Most organizations lack a cohesive, coherent, monitoring system for intrusion detection/attempts. Often, even simple event logs are not monitored, and logs are not synchronized across the enterprise in leveraging enhancing information, nor capturing an efficiency of review.
Unfortunately, security is a rather ho-hum endeavor. The excitement and attraction is always the “next big thing,” with resultant mods of bells and whistles that further use and delivery; time and budget are precious, and developers are pointed forward. They do not have time to look at the present lay of the land, in assessing or advancing security – until a breach forces them to, that is, by grabbing everyone’s attention by the throat.
It all starts with awareness. Do your part as you can, within the limits of your power and authority: Once the vulnerabilities are exposed (both systemic and organizational), the senior executive class understands that a breach can not only take some or all of business offline for some measure of time, it can result in the longer lasting liabilities in exposure of content, revenue loss, and compromise of reputation.
NP: Rapid Shave – Shirley Scott / Stanley Turrentine, jazz24.org
Did you ever notice the similarity between the words “Sony” and “Sorry”? I’m just sayin’ – it’s uncanny.
“Sorry” – so says Sony’s Chief Executive Officer Howard Stringer. Sony’s recent breach, which I talked a bit about here, and here, is thought to be the biggest ever. Data from more than 100 million accounts has been compromised. One. Hundred. Million.
Sony’s PlayStation blog carried the CEO’s apology: “As a company we – and I – apologize for the inconvenience and concern caused by this attack.”
Something for companies to keep in mind in the overall swim of risk we’re in: Sales, revenue, and reputation, are heavily weighted within bad outcomes such as security breaches. A big one like this makes a consumer think twice before buying something, before subscribing to a service, before entering crucial personal information online – things like credit card numbers in the service of a purchase, and all manner of other central personal data.
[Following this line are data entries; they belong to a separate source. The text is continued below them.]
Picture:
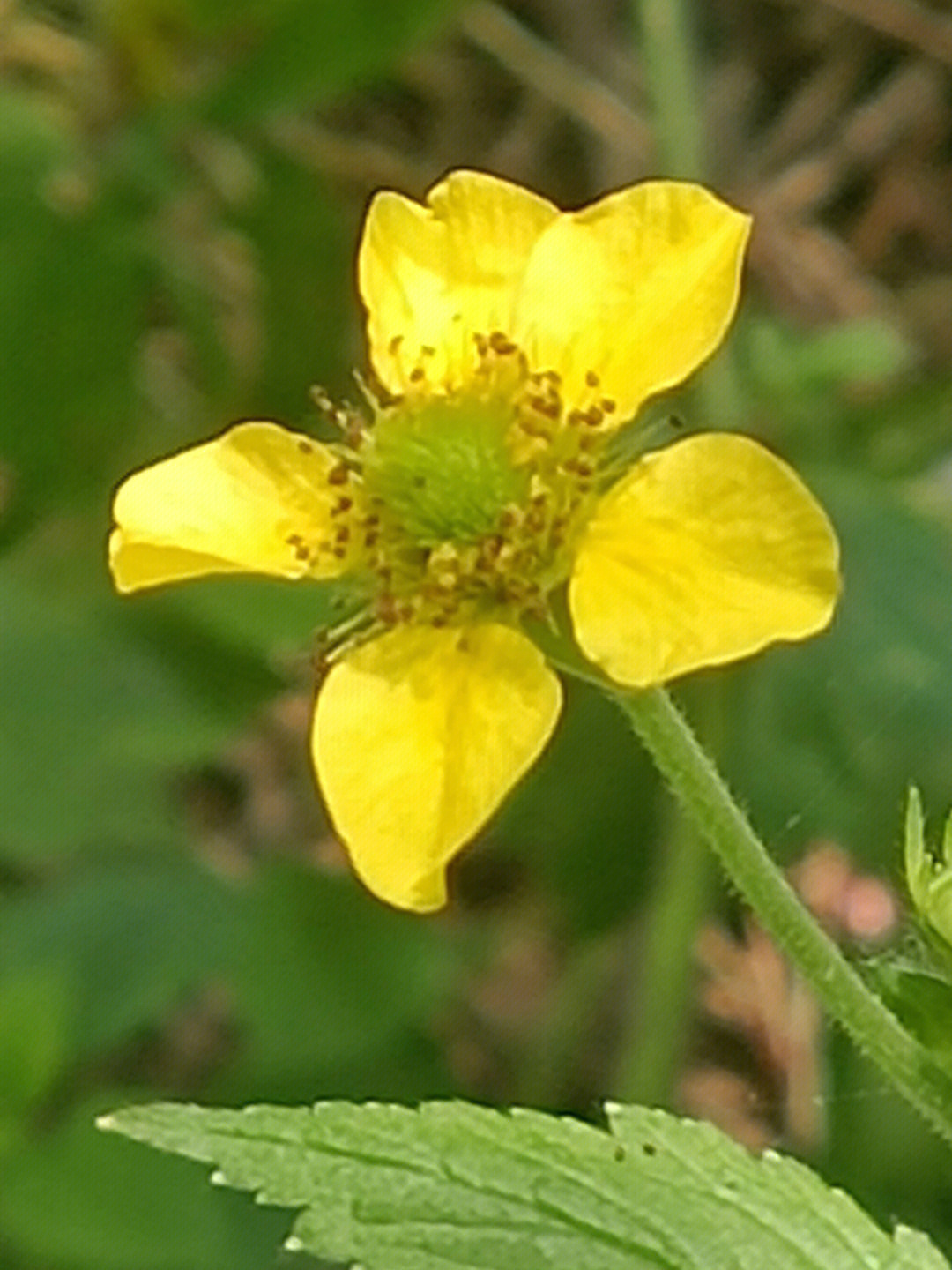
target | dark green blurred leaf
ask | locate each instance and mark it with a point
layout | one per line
(328, 979)
(79, 1201)
(584, 814)
(100, 709)
(325, 987)
(70, 308)
(309, 288)
(34, 1012)
(319, 48)
(132, 938)
(829, 735)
The Zone: The really, really, really bad thing about any data breach is that… even if it’s the first and (thus far) only one, a company is now in a particular zone. That zone is a sort of permanent breath-holding posture: Will there be a second breach, whether soon or down the road?
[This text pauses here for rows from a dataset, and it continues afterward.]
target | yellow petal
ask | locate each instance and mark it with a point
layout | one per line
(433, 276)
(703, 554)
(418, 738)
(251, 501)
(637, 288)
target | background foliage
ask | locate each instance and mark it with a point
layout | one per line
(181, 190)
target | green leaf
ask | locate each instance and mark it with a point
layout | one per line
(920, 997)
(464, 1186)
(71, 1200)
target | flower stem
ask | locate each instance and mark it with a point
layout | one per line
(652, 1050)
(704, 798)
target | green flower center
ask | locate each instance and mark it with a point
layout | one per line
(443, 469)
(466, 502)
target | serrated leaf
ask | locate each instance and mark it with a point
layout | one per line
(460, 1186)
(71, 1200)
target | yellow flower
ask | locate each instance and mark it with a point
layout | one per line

A second breach could well sink a company’s reputation permanently. Ensuing that there’s never a first breach is paramount. Companies must actively survey for risk, must continually make present circumstances better, and must evaluate new products, services and implementations against new avenues of risk. All of this must be done with prudent concurrent survey for what’s going on, on the outside – breaching entities are ever-more sophisticated and powerful.
Employees must be oriented upon hire according to best security practices generally, and to practices specific to the company’s position, products, and potential vulnerabilities (absent strong controls) that are unique to its market and presence in it, etc. Going forward, all employees must then undergo regularized security training. That schedule is up to each individual company, within its own assessment of risk, vis-a-vis budget, time, and potentials.
As we’ve noted before: All activity must be viewed through a security prism. For anything you do: What effect does this action have on “the other end”? Does this process/transmission/implementation put data at risk of exposure? Does what we’re doing open a hole into our environment, or weaken a defense posture, for creating potential breaching conditions?
Stay safe out there.
On this day: In 1906, a “temporary” permit was issued in San Francisco to erect overhead wires on Market Street.